Un homme d’une vingtaine d’années a été tué par balle ce lundi 8 décembre en début de soirée dans le quartier de La Bocca, à Cannes (Alpes-Maritimes). Ce crime est survenu dans une zone résidentielle décrite comme « pas sensible». Une enquête est ouverte. 

Un meurtre dans une ville habituellement calme. Ce lundi 8 décembre, en début de soirée, un homme âgé d’une vingtaine d’années a été tué par balles dans le quartier de La Bocca, un quartier résidentiel de Cannes (Alpes-Maritimes), a appris l’AFP de sources concordantes, confirmant une information de la radio Ici Azur

Les faits se sont déroulés vers 19h, selon nos confrères. Les pompiers sont intervenus pour un jeune homme, connu des services de police sur une source policière à l’agence française de presse, atteints de plusieurs tirs et grièvement blessé. Il aurait été touché au thorax et à la tête. 

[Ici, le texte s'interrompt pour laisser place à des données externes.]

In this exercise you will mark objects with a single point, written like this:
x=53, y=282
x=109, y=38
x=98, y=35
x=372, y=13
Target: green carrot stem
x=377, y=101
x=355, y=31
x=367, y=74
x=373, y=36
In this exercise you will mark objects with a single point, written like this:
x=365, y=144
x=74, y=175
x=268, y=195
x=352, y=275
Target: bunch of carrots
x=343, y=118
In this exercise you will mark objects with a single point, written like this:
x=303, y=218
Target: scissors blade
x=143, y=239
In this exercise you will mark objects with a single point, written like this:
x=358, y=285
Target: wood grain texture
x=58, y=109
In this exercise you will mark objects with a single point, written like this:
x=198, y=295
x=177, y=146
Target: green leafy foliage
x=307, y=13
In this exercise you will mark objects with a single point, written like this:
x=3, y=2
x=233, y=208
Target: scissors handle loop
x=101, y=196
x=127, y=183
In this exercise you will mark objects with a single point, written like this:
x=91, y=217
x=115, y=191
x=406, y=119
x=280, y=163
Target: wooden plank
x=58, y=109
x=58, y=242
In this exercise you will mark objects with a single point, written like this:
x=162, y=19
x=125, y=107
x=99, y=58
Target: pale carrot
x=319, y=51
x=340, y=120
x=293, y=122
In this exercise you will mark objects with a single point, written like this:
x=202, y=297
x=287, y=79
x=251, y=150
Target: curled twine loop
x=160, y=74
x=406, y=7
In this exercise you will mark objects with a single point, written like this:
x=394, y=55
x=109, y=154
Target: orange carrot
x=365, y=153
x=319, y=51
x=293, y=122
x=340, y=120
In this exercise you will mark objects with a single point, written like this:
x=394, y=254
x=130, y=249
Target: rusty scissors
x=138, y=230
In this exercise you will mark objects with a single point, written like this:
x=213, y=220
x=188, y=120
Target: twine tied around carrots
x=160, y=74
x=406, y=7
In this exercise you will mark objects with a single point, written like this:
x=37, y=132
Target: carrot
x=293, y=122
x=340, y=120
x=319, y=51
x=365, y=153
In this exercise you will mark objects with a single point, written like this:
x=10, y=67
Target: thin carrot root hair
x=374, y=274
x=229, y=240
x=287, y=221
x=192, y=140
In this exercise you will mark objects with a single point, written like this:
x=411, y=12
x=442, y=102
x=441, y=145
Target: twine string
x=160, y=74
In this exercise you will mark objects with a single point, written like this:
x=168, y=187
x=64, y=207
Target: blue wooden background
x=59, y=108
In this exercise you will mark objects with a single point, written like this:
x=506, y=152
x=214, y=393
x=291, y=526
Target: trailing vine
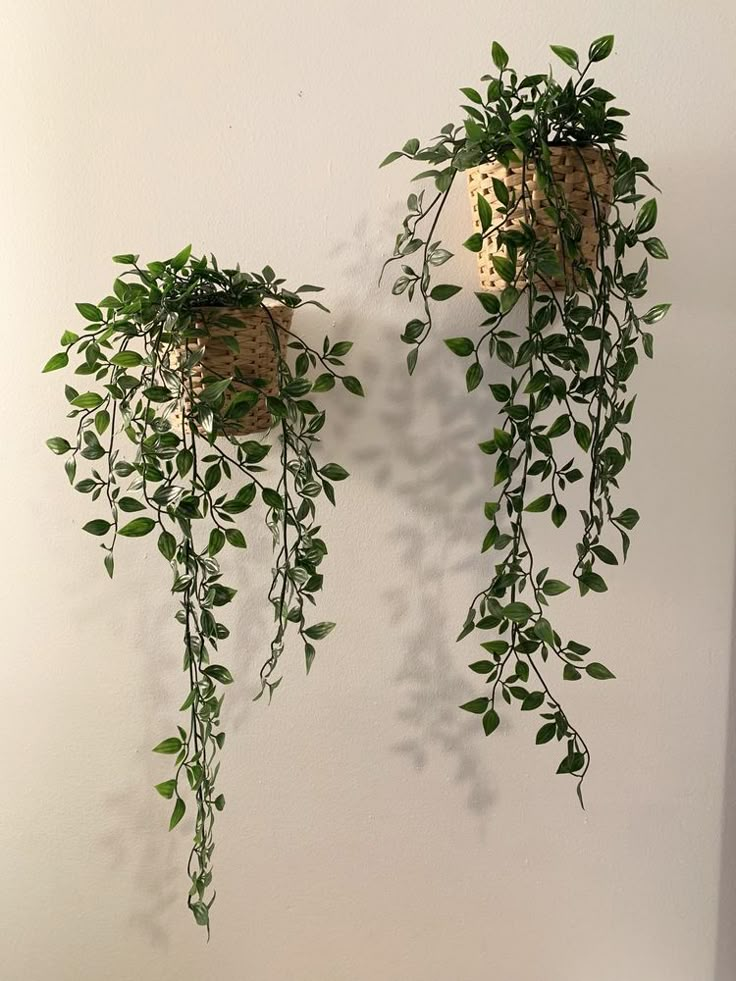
x=561, y=336
x=163, y=457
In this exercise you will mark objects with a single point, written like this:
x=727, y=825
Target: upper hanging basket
x=256, y=359
x=574, y=168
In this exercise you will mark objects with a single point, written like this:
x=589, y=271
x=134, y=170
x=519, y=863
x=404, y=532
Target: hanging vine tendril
x=164, y=450
x=564, y=326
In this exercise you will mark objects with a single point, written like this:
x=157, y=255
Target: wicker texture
x=570, y=174
x=256, y=358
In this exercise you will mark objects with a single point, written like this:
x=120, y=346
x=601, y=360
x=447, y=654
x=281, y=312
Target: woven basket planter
x=570, y=173
x=256, y=358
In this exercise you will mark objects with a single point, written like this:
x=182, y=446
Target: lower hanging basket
x=575, y=169
x=255, y=357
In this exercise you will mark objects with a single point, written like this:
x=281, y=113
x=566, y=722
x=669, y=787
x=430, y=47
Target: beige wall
x=371, y=833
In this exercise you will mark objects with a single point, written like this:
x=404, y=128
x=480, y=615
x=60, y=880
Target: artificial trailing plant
x=559, y=337
x=164, y=458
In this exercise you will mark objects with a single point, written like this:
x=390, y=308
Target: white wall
x=371, y=832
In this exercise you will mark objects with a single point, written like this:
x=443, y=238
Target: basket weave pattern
x=570, y=174
x=256, y=358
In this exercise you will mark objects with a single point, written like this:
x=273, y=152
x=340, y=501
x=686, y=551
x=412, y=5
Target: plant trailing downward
x=160, y=430
x=560, y=210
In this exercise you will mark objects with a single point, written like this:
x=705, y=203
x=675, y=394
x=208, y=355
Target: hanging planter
x=179, y=362
x=581, y=175
x=235, y=341
x=563, y=235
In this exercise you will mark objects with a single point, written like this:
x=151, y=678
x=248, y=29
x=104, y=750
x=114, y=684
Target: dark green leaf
x=137, y=528
x=58, y=445
x=444, y=291
x=97, y=527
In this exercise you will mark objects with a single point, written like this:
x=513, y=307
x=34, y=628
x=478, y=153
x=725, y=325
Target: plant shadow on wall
x=428, y=431
x=559, y=210
x=181, y=361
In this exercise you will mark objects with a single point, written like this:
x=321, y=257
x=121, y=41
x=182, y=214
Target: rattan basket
x=256, y=358
x=569, y=165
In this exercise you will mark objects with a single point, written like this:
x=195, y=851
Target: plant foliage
x=559, y=362
x=161, y=459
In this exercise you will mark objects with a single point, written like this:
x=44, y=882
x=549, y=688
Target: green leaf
x=97, y=527
x=324, y=383
x=628, y=518
x=319, y=630
x=572, y=763
x=601, y=48
x=169, y=746
x=272, y=498
x=543, y=630
x=546, y=733
x=58, y=445
x=90, y=312
x=540, y=504
x=333, y=471
x=495, y=646
x=394, y=155
x=177, y=814
x=491, y=304
x=474, y=243
x=87, y=400
x=473, y=376
x=582, y=436
x=60, y=360
x=128, y=504
x=219, y=673
x=567, y=55
x=518, y=612
x=126, y=359
x=444, y=291
x=655, y=248
x=137, y=528
x=656, y=313
x=353, y=385
x=491, y=721
x=500, y=58
x=477, y=706
x=605, y=554
x=102, y=421
x=647, y=217
x=216, y=541
x=532, y=701
x=167, y=788
x=462, y=346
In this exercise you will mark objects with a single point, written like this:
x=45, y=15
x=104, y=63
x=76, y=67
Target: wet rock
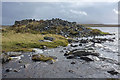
x=70, y=57
x=71, y=71
x=74, y=45
x=41, y=40
x=70, y=40
x=86, y=58
x=5, y=58
x=80, y=44
x=26, y=65
x=40, y=57
x=14, y=54
x=20, y=61
x=113, y=72
x=8, y=70
x=73, y=62
x=84, y=53
x=15, y=70
x=84, y=41
x=44, y=47
x=49, y=38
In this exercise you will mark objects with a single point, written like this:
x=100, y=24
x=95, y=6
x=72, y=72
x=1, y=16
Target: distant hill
x=100, y=25
x=53, y=26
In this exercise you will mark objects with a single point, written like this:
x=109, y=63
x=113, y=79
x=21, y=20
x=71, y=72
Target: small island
x=56, y=48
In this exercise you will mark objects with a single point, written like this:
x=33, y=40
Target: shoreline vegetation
x=27, y=34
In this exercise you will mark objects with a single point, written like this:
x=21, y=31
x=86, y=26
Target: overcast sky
x=81, y=12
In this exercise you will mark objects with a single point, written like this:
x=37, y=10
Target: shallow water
x=109, y=49
x=63, y=68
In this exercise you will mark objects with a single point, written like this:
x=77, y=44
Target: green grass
x=12, y=41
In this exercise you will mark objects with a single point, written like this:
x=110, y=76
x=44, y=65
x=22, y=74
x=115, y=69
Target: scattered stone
x=49, y=38
x=70, y=40
x=113, y=72
x=5, y=58
x=26, y=65
x=86, y=58
x=73, y=45
x=41, y=57
x=71, y=71
x=14, y=54
x=44, y=47
x=80, y=44
x=8, y=70
x=72, y=62
x=15, y=70
x=20, y=61
x=70, y=57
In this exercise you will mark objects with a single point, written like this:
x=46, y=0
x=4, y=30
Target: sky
x=80, y=12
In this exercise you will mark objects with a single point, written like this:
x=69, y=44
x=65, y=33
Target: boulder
x=73, y=62
x=41, y=57
x=14, y=54
x=86, y=58
x=70, y=40
x=5, y=58
x=8, y=70
x=49, y=38
x=80, y=44
x=74, y=45
x=113, y=72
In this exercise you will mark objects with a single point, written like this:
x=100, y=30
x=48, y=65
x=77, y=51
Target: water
x=109, y=49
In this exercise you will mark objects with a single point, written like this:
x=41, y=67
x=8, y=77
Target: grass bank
x=12, y=41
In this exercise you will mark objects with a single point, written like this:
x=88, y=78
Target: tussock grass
x=12, y=41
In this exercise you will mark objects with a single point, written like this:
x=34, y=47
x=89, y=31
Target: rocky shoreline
x=80, y=59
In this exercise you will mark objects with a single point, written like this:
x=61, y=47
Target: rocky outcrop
x=44, y=58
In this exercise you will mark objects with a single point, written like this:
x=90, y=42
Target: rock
x=49, y=38
x=84, y=53
x=8, y=70
x=20, y=61
x=70, y=40
x=72, y=62
x=70, y=57
x=15, y=70
x=41, y=40
x=113, y=72
x=41, y=57
x=26, y=65
x=84, y=41
x=14, y=54
x=5, y=58
x=44, y=47
x=86, y=58
x=74, y=45
x=71, y=71
x=80, y=44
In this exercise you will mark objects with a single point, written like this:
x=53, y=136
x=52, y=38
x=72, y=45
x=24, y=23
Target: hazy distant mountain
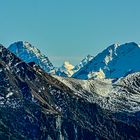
x=29, y=53
x=114, y=62
x=37, y=106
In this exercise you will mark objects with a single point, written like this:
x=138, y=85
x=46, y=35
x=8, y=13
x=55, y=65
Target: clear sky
x=69, y=29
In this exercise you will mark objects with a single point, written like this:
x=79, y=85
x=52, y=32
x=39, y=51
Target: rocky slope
x=29, y=53
x=35, y=105
x=67, y=69
x=114, y=62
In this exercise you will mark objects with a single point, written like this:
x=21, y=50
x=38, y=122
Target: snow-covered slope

Malgré l’intervention des secours, la victime n’a pas survécu à ses blessures et est décédée. D’après la source policière, le quartier de La Bocca, où les faits se sont déroulés, n’est «pas une zone sensible». 

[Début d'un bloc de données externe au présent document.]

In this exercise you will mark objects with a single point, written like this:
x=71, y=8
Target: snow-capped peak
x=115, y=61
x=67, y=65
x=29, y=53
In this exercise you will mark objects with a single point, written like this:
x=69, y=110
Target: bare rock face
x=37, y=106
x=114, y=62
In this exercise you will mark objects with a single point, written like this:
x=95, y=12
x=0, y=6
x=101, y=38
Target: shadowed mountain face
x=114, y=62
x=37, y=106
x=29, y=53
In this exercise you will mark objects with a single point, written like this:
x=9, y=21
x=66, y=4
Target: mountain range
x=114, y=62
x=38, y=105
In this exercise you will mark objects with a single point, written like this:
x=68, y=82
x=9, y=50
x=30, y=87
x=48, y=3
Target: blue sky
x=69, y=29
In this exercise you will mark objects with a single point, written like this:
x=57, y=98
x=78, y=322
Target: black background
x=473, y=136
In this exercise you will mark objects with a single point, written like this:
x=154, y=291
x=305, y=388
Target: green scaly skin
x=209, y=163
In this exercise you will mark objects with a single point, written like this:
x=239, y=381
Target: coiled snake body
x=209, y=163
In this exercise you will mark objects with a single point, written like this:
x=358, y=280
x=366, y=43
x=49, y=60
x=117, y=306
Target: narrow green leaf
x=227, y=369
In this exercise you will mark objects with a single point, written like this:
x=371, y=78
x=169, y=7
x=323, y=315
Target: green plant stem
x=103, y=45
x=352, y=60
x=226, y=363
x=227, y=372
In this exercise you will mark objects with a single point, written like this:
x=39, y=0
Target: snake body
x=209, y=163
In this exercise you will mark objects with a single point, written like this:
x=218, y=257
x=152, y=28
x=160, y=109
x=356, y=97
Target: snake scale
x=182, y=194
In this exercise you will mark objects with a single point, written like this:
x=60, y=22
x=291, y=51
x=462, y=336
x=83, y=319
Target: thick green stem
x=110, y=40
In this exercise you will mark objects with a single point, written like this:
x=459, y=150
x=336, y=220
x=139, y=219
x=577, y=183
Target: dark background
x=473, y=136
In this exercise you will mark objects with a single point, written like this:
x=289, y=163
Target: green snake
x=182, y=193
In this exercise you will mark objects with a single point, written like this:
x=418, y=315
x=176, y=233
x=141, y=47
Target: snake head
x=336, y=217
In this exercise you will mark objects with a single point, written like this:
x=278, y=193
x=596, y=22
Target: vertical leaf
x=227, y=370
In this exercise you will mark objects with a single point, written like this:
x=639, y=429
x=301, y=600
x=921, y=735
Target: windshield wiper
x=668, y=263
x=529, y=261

«Aucune ville, voire même aucun village en France, n’est épargné par les nouvelles mafias»

De son côté, le maire de Cannes David Lisnard (LR) a réagi sur le réseau social Facebook, expliquant que le meurtre a eu lieu dans un immeuble et non sur la voie publique, ajoutant que «le contexte ressemble à celui d’un règlement de comptes». 

«Un individu monte dans un immeuble (le meurtre n’a pas eu lieu sur la voie publique) et tire sur la victime. Une enquête est en cours, d’abord pour retrouver l’auteur des coups de feu. Le contexte ressemble à celui d’un règlement de comptes (l’enquête confirmera ou infirmera). Il s’agit quoi qu’il en soit encore d’une situation extrêmement grave et révoltante», a écrit David Lisnard sur Facebook.

«Aucune ville, voire même aucun village en France, n’est épargné par les nouvelles mafias. Les maires alertent depuis des années face à la montée de ce fléau. La banalisation des armes à feu, la montée en puissance de certains réseaux et les règlements de compte à Marseille ou encore dans certaines banlieues parisiennes ou lyonnaises au début des années 2010, auraient dû sonner l’alerte rouge pour les autorités et différents gouvernements qui se sont succédés. Un peu comme un incendie : il aurait fallu mettre les gros moyens tout de suite pour étouffer le fléau», a-t-il ajouté.